Durkan test, carpal compression test, or applying firm pressure of the palm over the nerve for up to 30 seconds to elicit symptoms has also been proposed.
What are the treatments?
There have been numerous scientific papers evaluating treatment efficacy in CTS. It is important to distinguish treatments that are supported in the scientific literature from those that are advocated by any particular device manufacturer or any other party with a bested financial interest. Generally accepted treatments, as described below, may include splinting or bracing, steroid injection, activity modification, physical or occupational therapy (controversial), medications, and surgical release of the transverse carpal ligament.
A wrist splint: It helps limit numbness by limiting wrist flexion. Night splinting helps patients with sleeping. There is no evidence that wrist splinting is disease modifying. The importance of wrist braces and splints in the CTS is known, but many people are unwilling to use braces. Braces, but instead activity modification and non-steroidal anti-inflammatory drugs as initial therapy, followed by more aggressive options or specialist referral if symptoms do not improve. Many health professionals suggest that, for best results, one should wear braces at night and, if possible, during the day time activity primarily causing stress on the wrists.
Localized steroid injections: Steroid injections can be quite effective for temporary relief from symptoms of CTS for a short time frame while a patient develops a long term strategy that fits with his/her lifestyle. In certain patients, an injection may also be of diagnostic value. This treatment is not appropriate for extended periods, however. In general, medical professionals only prescribe to localized steroid injections until the treatment options can be identified. For most patients, permanent relief requires surgery.
Physiotherapy: There is little evidence to support physiotherapy or occupational therapy as disease modifying treatments.
Occupational therapy: The comments provided in this section appear more suited to nonspecific activity related arm pains that to true carpal tunnel syndrome. Occupational therapy offers ergonomic suggestions to prevent worsening of the symptoms and occupational therapist facilitates hand functions through functional activities and helps to regain the functions which are necessary for the functional living through remedial adaptive approaches.

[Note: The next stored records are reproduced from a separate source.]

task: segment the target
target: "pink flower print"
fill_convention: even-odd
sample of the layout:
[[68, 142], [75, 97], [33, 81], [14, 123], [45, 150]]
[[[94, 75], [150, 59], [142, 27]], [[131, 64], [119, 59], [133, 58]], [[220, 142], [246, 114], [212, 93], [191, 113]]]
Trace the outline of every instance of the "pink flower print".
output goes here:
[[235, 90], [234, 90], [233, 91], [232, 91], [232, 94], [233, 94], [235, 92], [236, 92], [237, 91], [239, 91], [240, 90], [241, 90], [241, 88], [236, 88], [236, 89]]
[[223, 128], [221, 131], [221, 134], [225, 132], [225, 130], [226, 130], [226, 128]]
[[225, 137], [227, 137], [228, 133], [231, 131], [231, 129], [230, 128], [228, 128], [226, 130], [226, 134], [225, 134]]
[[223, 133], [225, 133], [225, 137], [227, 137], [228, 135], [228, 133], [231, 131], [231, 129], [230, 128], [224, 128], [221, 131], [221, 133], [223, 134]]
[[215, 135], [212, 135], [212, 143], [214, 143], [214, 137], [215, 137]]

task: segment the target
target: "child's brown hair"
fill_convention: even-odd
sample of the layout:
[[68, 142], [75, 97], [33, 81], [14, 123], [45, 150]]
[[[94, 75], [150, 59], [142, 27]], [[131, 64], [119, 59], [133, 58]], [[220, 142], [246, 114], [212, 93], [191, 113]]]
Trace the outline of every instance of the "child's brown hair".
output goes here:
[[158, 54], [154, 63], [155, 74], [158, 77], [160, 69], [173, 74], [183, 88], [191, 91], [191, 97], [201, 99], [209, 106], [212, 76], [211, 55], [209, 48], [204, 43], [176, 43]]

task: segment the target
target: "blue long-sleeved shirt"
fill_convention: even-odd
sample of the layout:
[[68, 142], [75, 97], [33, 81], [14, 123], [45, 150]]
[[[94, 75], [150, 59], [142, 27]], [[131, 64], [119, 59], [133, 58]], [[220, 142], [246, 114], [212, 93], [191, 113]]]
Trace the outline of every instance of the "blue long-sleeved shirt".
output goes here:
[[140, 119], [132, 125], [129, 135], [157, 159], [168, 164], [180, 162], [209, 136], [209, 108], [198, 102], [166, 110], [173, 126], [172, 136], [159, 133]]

Medication: using an over-the-counter anti-inflammatory such as aspirin, ibuprofen or naproxen can be effective as well as for controlling symptoms. Pain relievers like paracetamol will only mask the pain, and only an anti-inflammatory medications theoretically can treat the root swelling and thus the source of the problem. Oral steroids do the same, but are generally not used for this purpose because of significant side effects. Use of non-steroidal anti-inflammatory drugs may worsen asthma symptoms in some with a history of asthma, making the use of steroids such as prednisone the safer option for treating CTS. The most common complications associated with long-term use of anti-inflammatory medications have been linked to heart complications. Use of anti-inflammatory medication for chronic, long-term pain should be done under doctor supervision. A more aggressive pharmaceutical option is an injection of cortisone, to reduce swelling and nerve pressure within the carpel tunnel.

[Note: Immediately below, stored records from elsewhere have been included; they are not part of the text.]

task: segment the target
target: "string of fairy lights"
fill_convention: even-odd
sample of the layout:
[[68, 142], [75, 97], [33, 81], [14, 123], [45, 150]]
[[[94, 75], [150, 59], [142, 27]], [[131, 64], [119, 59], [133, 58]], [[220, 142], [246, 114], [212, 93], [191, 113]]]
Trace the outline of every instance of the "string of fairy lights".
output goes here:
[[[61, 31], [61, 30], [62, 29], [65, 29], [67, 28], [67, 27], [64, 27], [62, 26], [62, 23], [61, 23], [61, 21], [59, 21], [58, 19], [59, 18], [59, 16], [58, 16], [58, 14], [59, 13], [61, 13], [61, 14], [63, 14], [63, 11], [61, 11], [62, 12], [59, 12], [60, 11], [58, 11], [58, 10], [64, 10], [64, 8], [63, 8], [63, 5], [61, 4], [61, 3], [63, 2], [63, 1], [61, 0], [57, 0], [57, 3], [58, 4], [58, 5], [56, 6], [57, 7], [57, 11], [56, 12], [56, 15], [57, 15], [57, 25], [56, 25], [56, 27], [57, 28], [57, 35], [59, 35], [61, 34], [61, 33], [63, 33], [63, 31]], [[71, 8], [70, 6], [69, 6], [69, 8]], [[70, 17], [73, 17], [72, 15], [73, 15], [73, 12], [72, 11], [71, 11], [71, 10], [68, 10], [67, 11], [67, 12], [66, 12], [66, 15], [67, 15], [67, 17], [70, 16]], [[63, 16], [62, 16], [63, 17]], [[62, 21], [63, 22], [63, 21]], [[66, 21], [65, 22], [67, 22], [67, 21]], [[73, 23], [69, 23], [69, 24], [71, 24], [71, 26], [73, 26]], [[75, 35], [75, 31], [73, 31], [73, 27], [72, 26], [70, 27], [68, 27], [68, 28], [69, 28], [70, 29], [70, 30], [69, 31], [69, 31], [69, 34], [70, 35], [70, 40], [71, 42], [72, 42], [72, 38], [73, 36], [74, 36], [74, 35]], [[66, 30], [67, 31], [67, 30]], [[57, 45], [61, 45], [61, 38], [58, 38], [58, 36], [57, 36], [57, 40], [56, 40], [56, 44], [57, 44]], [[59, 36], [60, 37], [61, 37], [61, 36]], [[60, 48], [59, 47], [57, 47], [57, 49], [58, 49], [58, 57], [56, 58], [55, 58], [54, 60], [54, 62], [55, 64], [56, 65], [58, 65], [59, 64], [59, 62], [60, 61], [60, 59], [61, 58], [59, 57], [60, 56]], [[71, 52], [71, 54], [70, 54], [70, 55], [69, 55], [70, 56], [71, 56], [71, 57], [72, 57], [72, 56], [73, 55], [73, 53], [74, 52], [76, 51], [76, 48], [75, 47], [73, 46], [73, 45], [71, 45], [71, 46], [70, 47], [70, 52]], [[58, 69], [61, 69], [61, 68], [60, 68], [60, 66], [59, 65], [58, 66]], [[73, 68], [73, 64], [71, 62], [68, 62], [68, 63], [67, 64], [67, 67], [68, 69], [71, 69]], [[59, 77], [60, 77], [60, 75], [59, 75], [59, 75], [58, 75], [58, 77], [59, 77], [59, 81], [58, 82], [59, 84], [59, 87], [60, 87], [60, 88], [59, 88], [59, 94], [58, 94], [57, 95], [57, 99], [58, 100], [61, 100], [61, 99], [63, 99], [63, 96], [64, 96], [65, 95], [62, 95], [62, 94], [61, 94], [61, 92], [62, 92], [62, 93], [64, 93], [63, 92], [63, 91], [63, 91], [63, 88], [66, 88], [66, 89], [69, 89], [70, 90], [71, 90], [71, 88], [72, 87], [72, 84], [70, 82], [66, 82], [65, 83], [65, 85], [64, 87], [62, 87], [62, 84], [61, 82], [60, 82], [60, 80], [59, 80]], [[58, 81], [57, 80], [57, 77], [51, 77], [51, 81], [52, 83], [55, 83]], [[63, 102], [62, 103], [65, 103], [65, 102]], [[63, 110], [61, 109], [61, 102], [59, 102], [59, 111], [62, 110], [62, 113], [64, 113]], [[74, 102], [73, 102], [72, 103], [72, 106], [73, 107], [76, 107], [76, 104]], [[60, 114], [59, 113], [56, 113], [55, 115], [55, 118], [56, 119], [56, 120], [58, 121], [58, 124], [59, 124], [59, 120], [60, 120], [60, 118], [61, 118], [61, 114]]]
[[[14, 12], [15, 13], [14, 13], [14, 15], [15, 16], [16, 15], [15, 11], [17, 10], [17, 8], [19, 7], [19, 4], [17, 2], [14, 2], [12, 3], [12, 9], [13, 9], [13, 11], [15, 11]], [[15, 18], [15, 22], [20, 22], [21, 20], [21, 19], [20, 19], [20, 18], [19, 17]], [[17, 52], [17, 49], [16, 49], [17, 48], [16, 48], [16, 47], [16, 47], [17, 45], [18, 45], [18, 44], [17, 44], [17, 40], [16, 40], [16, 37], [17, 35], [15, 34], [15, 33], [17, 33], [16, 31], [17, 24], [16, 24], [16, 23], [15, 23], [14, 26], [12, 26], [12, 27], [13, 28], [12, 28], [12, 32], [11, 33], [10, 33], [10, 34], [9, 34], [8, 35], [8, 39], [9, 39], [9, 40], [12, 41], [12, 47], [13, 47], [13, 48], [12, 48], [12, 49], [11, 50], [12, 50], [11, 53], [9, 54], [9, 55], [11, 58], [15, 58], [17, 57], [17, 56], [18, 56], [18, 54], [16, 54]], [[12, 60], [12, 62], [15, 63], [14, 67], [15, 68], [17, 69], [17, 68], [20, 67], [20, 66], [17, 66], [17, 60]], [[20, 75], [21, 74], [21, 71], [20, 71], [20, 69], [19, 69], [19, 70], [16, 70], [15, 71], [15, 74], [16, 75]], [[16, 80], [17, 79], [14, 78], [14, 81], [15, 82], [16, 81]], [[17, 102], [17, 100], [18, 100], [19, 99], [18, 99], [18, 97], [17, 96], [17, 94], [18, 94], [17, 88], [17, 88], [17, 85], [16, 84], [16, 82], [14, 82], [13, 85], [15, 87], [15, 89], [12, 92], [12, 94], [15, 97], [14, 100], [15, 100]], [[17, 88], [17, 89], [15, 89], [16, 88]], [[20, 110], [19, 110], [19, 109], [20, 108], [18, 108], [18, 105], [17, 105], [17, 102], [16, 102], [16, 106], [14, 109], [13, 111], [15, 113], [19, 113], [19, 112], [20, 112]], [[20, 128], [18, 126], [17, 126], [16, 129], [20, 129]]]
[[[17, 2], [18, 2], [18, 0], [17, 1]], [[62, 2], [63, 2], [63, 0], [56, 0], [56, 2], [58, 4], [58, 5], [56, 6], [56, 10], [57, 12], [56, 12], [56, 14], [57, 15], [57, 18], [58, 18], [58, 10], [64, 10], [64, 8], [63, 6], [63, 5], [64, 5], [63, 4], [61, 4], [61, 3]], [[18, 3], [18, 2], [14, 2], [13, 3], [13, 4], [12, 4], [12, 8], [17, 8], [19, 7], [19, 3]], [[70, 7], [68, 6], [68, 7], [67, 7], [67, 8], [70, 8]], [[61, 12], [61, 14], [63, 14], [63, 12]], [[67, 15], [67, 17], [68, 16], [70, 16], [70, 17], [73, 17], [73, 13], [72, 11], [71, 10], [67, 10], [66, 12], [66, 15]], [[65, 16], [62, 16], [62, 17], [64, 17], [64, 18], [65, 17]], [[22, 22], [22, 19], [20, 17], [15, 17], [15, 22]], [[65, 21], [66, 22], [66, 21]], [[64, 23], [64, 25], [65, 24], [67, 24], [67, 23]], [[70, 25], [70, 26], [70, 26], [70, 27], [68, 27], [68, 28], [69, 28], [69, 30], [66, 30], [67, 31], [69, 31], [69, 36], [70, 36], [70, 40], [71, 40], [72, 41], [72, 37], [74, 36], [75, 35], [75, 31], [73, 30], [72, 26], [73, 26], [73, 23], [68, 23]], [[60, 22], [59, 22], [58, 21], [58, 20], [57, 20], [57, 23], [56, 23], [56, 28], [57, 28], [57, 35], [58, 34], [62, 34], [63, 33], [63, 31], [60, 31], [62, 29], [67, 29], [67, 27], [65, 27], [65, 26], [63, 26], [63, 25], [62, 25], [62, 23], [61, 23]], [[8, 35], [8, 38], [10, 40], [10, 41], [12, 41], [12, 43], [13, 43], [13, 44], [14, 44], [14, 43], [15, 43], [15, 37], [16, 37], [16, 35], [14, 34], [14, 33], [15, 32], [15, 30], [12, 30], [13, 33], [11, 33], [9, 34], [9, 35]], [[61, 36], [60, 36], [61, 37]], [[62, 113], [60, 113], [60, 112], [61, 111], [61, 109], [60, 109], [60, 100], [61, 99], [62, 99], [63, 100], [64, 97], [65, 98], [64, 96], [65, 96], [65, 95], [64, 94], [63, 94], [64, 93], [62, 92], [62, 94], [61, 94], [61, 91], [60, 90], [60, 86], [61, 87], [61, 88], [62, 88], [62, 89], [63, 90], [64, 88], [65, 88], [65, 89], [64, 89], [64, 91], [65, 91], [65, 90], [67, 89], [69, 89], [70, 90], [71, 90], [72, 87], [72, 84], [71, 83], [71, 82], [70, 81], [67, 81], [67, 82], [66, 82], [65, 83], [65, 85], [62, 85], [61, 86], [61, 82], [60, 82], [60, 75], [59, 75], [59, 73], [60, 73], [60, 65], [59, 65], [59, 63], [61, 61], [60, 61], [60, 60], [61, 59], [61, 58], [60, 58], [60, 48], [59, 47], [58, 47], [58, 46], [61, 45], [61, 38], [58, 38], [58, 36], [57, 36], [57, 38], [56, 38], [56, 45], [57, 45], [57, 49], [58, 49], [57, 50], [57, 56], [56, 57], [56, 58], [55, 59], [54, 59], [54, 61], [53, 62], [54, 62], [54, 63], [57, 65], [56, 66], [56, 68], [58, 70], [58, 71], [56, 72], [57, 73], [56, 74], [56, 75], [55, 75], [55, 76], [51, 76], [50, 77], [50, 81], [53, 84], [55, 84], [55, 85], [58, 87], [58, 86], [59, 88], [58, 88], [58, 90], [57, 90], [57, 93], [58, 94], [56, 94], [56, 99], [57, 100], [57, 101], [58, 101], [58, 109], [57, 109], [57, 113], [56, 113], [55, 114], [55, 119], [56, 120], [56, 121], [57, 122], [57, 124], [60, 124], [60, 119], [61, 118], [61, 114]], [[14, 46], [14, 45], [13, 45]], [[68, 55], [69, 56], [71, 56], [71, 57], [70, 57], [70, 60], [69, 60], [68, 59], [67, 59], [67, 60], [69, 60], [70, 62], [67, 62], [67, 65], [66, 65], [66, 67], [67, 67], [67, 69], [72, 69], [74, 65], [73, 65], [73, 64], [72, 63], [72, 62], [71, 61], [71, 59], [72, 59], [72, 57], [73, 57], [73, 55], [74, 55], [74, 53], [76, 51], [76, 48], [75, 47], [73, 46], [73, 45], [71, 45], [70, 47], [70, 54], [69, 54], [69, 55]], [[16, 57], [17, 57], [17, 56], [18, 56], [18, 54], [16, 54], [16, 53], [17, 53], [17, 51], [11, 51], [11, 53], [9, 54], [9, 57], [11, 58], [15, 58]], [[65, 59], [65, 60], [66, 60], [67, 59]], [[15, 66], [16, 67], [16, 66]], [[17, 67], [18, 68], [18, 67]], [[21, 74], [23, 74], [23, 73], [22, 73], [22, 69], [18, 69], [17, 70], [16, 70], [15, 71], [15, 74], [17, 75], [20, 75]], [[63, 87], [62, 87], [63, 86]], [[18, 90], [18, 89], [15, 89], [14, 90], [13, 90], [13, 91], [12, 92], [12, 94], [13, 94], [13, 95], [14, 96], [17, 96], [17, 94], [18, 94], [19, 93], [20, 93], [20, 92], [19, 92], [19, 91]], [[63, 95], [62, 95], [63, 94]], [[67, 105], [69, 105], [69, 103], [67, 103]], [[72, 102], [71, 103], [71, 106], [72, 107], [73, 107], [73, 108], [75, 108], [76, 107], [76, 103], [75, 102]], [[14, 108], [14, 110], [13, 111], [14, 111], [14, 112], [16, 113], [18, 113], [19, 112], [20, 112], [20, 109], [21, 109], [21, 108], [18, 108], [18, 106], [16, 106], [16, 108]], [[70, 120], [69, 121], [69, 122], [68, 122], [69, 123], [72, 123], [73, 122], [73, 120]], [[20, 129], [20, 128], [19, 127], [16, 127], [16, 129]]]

Carpal tunnel release surgery: Release of the transverse carpal ligament (“carpal tunnel release”) surgery is recommended when there is static (ever-present, not just intermittent numbness), weakness of palmar abduction, or atrophy, and when night-splinting no longer controls intermittent symptoms. In general, milder cases can be controlled for months to years, but severe cases are unrelenting symptomatically and are likely to result in surgical treatment.
Make sure you consult a doctor after the surgery if you experience fever, redness, swelling or tenderness.